Python Thread and Threadpool

线程模块

Python虽然有GIL的限制，但是通过多线程处理IO密集的任务还是能够大大提高程序执行效率。如果使用Python2来写多线程的程序，Python中提供了thread和threading模块，thread模块提供了多线程底层支持，以低级原始的方式来处理和控制线程，使用起来相对复杂。而threading模块基于thread进行封装，将线程的操作对象化，所以更推荐使用threading来编写多线程程序。threading模块相对thread模块的优势：

threading模块对同步原语的支持完善和丰富。
threading模块在主线程和子线程的交互上更友好。join方法可以阻塞当前上下文环境的线程，知道调用此方法的线程终止或者到达指定的timeout。
thread模块不支持守护进程。
Pyhon3中已经不存在thread模块，thread模块被重命名成了_thread。

总之使用threading来写多线程程序就对了。

线程的创建

可以通过两种方式来创建线程：一种是继承Thread类，重写run方法；另一种是创建一个threading.Thread对象，在初始化函数(__init__())中传入可调用对象。

下面是一个通过第二种方式创建线程的示例：

#!/usr/bin/python
# -*- coding: UTF-8 -*-

import time, threading

def loop():
	print 'thread %s is running...' % threading.current_thread().name
	n = 0
	while n < 5:
		n = n + 1
		print 'thread %s >>> %s' % (threading.current_thread().name, n)
		time.sleep(1)
	print 'thread %s ended.' % threading.current_thread().name

print 'thread %s is running...' % threading.current_thread().name
t = threading.Thread(target=loop, name='LoopThread')
t.start()
t.join()
print 'thread %s ended.' % threading.current_thread().name

不过更多的关于多线程的教程或者示例都是通过实现一个生产者-消费者模型来展示的，比如：

'''
Standard Producer/Consumer Threading Pattern
'''

import time 
import threading 
import Queue 

class Consumer(threading.Thread): 
    def __init__(self, queue): 
        threading.Thread.__init__(self)
        self._queue = queue 

    def run(self):
        while True: 
            # queue.get() blocks the current thread until 
            # an item is retrieved. 
            msg = self._queue.get() 
            # Checks if the current message is 
            # the "Poison Pill"
            if isinstance(msg, str) and msg == 'quit':
                # if so, exists the loop
                break
            # "Processes" (or in our case, prints) the queue item   
            print "I'm a thread, and I received %s!!" % msg
        # Always be friendly! 
        print 'Bye byes!'


def Producer():
    # Queue is used to share items between
    # the threads.
    queue = Queue.Queue()

    # Create an instance of the worker
    worker = Consumer(queue)
    # start calls the internal run() method to 
    # kick off the thread
    worker.start() 

    # variable to keep track of when we started
    start_time = time.time() 
    # While under 5 seconds.. 
    while time.time() - start_time < 5: 
        # "Produce" a piece of work and stick it in 
        # the queue for the Consumer to process
        queue.put('something at %s' % time.time())
        # Sleep a bit just to avoid an absurd number of messages
        time.sleep(1)

    # This the "poison pill" method of killing a thread. 
    queue.put('quit')
    # wait for the thread to close down
    worker.join()


if __name__ == '__main__':
    Producer()

线程池

线程的生命周期分为五个状态：创建，就绪，运行，阻塞和终止。在多数多线程处理的情景中，如果线程不能被重用，意味着每次线程创建都要经历启动，运行，销毁三个过程。要提高线程处理的效率，可以采用线程池。

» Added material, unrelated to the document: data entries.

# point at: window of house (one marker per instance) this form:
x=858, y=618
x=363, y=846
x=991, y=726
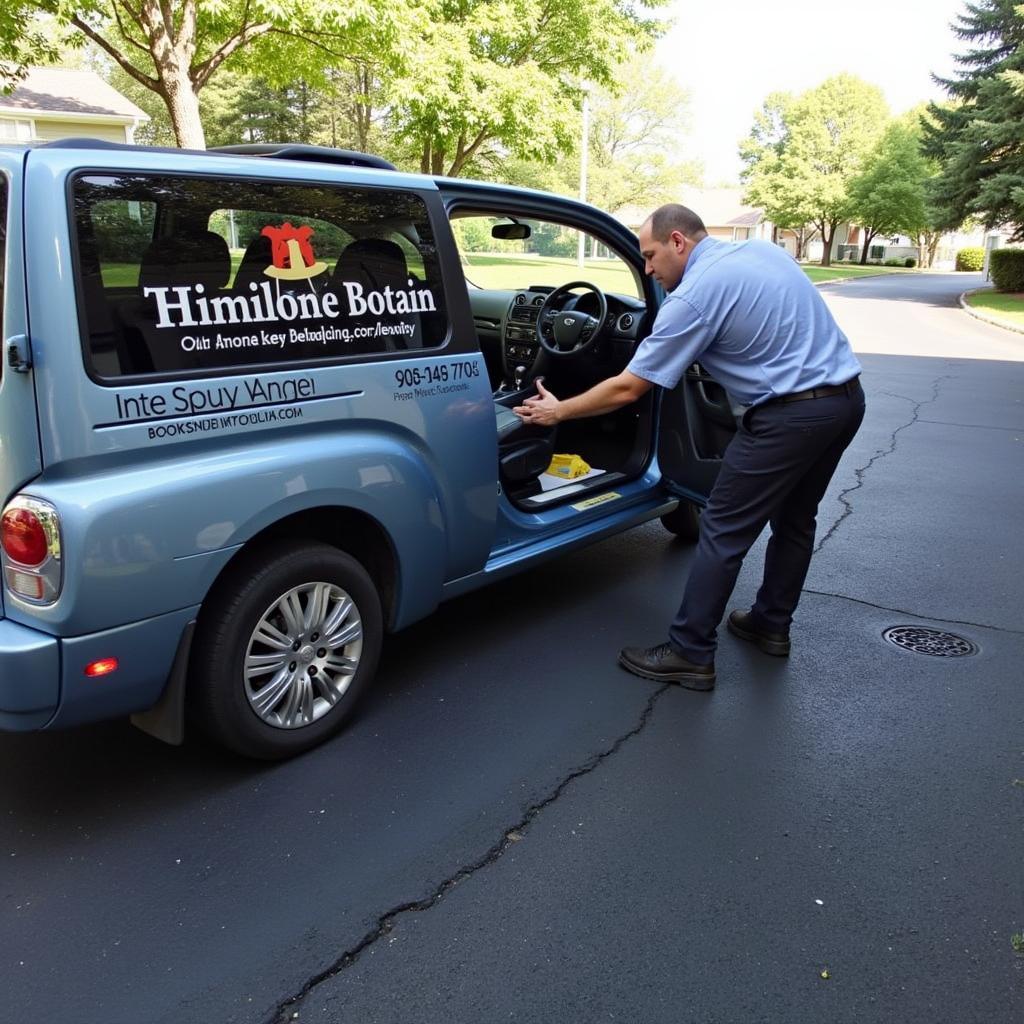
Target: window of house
x=14, y=130
x=182, y=274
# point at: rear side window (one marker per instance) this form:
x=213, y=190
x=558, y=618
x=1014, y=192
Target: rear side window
x=202, y=273
x=3, y=252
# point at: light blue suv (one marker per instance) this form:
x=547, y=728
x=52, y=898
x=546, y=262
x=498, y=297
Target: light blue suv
x=255, y=415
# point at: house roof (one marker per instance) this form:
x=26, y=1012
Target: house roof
x=716, y=207
x=60, y=90
x=721, y=207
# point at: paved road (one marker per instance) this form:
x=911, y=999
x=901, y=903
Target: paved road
x=515, y=829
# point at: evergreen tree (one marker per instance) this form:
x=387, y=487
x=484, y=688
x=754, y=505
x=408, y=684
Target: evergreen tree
x=979, y=139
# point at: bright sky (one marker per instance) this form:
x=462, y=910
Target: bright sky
x=730, y=54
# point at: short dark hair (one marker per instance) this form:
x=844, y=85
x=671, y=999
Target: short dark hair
x=675, y=217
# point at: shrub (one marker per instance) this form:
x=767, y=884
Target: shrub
x=972, y=258
x=1007, y=268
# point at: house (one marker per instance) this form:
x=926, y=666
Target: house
x=57, y=102
x=722, y=210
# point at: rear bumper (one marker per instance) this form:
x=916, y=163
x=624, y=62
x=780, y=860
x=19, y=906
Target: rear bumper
x=30, y=677
x=43, y=681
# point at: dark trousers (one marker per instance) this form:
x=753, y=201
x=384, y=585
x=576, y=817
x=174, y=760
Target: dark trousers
x=775, y=470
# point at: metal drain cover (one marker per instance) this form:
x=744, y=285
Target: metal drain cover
x=923, y=640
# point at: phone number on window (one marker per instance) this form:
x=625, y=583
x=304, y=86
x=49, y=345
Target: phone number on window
x=441, y=374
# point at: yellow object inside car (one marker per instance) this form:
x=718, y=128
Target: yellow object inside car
x=567, y=466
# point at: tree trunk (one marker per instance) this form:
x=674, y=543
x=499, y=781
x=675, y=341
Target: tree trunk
x=826, y=241
x=182, y=102
x=868, y=237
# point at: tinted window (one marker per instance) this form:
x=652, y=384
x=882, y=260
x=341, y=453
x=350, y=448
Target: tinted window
x=189, y=273
x=3, y=252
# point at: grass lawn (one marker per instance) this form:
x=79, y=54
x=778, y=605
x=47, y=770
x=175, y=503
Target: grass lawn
x=1005, y=305
x=820, y=273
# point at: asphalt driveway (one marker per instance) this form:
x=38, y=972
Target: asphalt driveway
x=516, y=829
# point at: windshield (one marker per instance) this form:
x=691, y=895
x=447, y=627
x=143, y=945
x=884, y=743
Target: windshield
x=550, y=257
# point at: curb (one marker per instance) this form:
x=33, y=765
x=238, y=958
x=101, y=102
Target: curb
x=843, y=281
x=994, y=321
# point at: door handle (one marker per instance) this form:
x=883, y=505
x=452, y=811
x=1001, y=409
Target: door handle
x=15, y=345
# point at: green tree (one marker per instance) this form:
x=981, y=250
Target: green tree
x=888, y=197
x=637, y=140
x=979, y=139
x=770, y=181
x=804, y=152
x=506, y=77
x=174, y=47
x=25, y=39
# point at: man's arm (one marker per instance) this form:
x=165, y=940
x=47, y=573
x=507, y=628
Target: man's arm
x=545, y=410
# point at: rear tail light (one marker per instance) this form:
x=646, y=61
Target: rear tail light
x=30, y=539
x=23, y=537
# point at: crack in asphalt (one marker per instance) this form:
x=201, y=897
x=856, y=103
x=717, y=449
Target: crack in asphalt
x=913, y=614
x=973, y=426
x=287, y=1010
x=879, y=454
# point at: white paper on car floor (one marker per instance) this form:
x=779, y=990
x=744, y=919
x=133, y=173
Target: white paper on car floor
x=550, y=482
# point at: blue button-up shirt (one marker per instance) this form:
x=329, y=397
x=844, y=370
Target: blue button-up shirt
x=753, y=320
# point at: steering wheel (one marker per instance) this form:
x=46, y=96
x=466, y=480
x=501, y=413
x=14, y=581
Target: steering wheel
x=569, y=332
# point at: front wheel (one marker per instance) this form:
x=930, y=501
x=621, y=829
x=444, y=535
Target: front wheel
x=287, y=642
x=684, y=521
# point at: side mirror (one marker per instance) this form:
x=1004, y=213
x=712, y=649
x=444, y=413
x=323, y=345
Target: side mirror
x=514, y=231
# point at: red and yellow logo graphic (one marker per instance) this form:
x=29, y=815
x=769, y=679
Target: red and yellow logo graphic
x=292, y=254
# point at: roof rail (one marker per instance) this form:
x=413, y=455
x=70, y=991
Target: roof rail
x=279, y=151
x=323, y=154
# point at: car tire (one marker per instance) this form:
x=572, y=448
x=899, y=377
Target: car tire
x=684, y=521
x=286, y=643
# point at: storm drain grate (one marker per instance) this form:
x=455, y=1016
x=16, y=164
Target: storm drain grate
x=923, y=640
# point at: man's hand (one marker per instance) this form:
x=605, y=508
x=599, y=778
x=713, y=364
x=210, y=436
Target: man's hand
x=541, y=410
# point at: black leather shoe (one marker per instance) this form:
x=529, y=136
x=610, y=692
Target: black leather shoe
x=663, y=664
x=741, y=625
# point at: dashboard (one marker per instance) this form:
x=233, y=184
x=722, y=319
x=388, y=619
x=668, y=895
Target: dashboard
x=506, y=326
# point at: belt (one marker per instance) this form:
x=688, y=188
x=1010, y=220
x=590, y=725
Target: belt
x=852, y=386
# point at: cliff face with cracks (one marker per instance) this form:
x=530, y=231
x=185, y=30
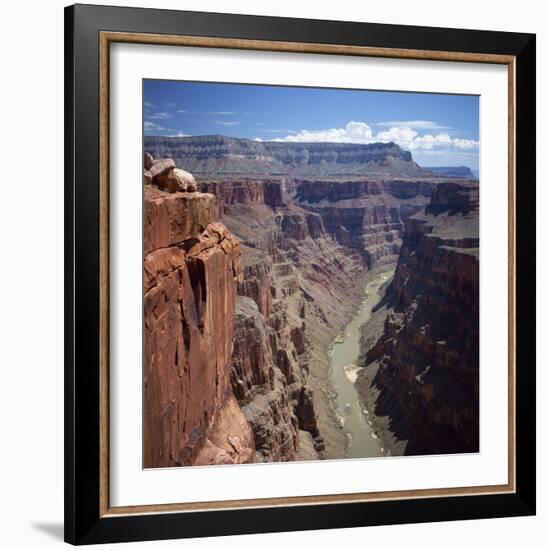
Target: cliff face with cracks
x=192, y=265
x=421, y=377
x=298, y=290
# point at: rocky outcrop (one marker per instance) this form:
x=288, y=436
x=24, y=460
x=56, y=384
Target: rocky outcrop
x=303, y=285
x=226, y=156
x=192, y=266
x=421, y=377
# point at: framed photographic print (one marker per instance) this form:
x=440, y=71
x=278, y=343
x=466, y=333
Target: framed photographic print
x=299, y=274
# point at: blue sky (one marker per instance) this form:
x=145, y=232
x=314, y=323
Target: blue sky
x=438, y=129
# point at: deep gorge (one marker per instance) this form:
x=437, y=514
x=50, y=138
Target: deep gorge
x=261, y=274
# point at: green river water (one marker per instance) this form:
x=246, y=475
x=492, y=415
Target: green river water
x=344, y=352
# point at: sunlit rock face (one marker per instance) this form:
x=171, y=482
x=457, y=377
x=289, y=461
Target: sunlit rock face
x=192, y=266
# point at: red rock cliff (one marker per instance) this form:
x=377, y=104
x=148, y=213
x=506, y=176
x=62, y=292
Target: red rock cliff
x=192, y=265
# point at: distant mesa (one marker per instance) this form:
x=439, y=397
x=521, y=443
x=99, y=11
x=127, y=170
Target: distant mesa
x=221, y=155
x=452, y=171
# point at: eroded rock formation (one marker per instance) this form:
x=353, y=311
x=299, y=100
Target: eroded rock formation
x=225, y=156
x=192, y=266
x=421, y=377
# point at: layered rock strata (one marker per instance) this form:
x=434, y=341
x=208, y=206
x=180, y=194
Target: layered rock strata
x=421, y=377
x=366, y=215
x=298, y=290
x=223, y=156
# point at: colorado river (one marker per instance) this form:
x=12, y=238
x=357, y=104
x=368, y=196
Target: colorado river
x=344, y=353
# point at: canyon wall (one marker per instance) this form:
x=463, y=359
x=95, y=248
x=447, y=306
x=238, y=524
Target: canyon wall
x=366, y=215
x=420, y=380
x=298, y=288
x=192, y=265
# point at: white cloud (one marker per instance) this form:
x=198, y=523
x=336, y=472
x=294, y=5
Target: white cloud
x=230, y=113
x=354, y=132
x=159, y=116
x=418, y=124
x=404, y=136
x=278, y=131
x=151, y=126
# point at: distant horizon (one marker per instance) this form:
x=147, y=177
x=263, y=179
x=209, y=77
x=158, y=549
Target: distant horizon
x=438, y=130
x=474, y=170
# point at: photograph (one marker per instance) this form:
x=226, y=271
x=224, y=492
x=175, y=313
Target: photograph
x=310, y=273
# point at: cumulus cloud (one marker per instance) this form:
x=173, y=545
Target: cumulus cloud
x=159, y=116
x=405, y=136
x=228, y=122
x=353, y=132
x=418, y=124
x=151, y=126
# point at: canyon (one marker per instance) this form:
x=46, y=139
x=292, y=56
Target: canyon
x=254, y=266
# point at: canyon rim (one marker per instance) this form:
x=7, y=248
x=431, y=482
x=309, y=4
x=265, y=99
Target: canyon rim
x=310, y=274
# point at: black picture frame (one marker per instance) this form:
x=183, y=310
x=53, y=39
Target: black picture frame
x=84, y=523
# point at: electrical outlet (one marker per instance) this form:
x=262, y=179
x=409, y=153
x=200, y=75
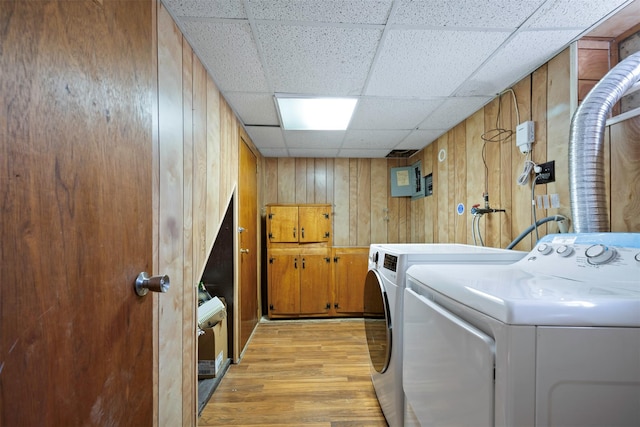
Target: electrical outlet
x=547, y=173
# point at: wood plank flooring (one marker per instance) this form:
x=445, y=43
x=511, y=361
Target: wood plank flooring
x=311, y=373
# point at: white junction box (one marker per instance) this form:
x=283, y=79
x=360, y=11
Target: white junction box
x=525, y=135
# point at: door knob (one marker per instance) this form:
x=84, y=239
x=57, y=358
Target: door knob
x=145, y=283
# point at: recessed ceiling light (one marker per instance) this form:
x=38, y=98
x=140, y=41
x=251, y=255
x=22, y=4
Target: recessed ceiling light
x=300, y=113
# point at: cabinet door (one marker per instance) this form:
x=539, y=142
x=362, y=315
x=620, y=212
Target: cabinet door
x=350, y=272
x=284, y=284
x=314, y=223
x=315, y=284
x=282, y=223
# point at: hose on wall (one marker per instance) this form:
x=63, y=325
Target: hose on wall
x=586, y=146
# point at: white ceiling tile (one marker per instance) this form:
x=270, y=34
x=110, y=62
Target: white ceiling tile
x=373, y=139
x=363, y=153
x=453, y=111
x=319, y=152
x=390, y=113
x=311, y=139
x=228, y=50
x=571, y=13
x=232, y=9
x=253, y=108
x=266, y=136
x=427, y=63
x=521, y=56
x=341, y=11
x=419, y=139
x=318, y=59
x=274, y=152
x=465, y=13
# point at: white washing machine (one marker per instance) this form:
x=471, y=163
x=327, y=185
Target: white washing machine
x=383, y=307
x=551, y=340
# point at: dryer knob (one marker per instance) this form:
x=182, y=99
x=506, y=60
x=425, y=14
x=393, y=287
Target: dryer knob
x=599, y=254
x=545, y=249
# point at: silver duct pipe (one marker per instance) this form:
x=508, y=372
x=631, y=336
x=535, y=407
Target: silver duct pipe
x=586, y=141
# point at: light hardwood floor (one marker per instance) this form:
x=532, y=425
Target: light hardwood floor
x=299, y=373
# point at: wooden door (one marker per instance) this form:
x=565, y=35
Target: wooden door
x=314, y=223
x=248, y=241
x=350, y=272
x=76, y=205
x=315, y=284
x=282, y=223
x=284, y=283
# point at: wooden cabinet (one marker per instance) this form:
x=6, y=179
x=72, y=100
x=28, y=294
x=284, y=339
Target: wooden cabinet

Python2中提供了一个threadpool的线程池模块： https://pypi.org/project/threadpool/，这个模块已经被废弃，这里讲这个也是为了如果在老的项目中看到这个的时候知道有这么个东西。

#!/usr/bin/python
# -*- coding: UTF-8 -*-

import time
import threadpool

def save_callback(request, result):
    # 第1个参数是request，可以访问request.requestID
    # 第2个参数是request执行完的结果
    print(request.requestID, result)
    with open('result.txt', 'a') as f:
        f.write(result + '\n')


def get_user_info(uid, sex, name, age):
    time.sleep(0.3)
    return "{0},{1},{2},{3}".format(uid, sex, name, age)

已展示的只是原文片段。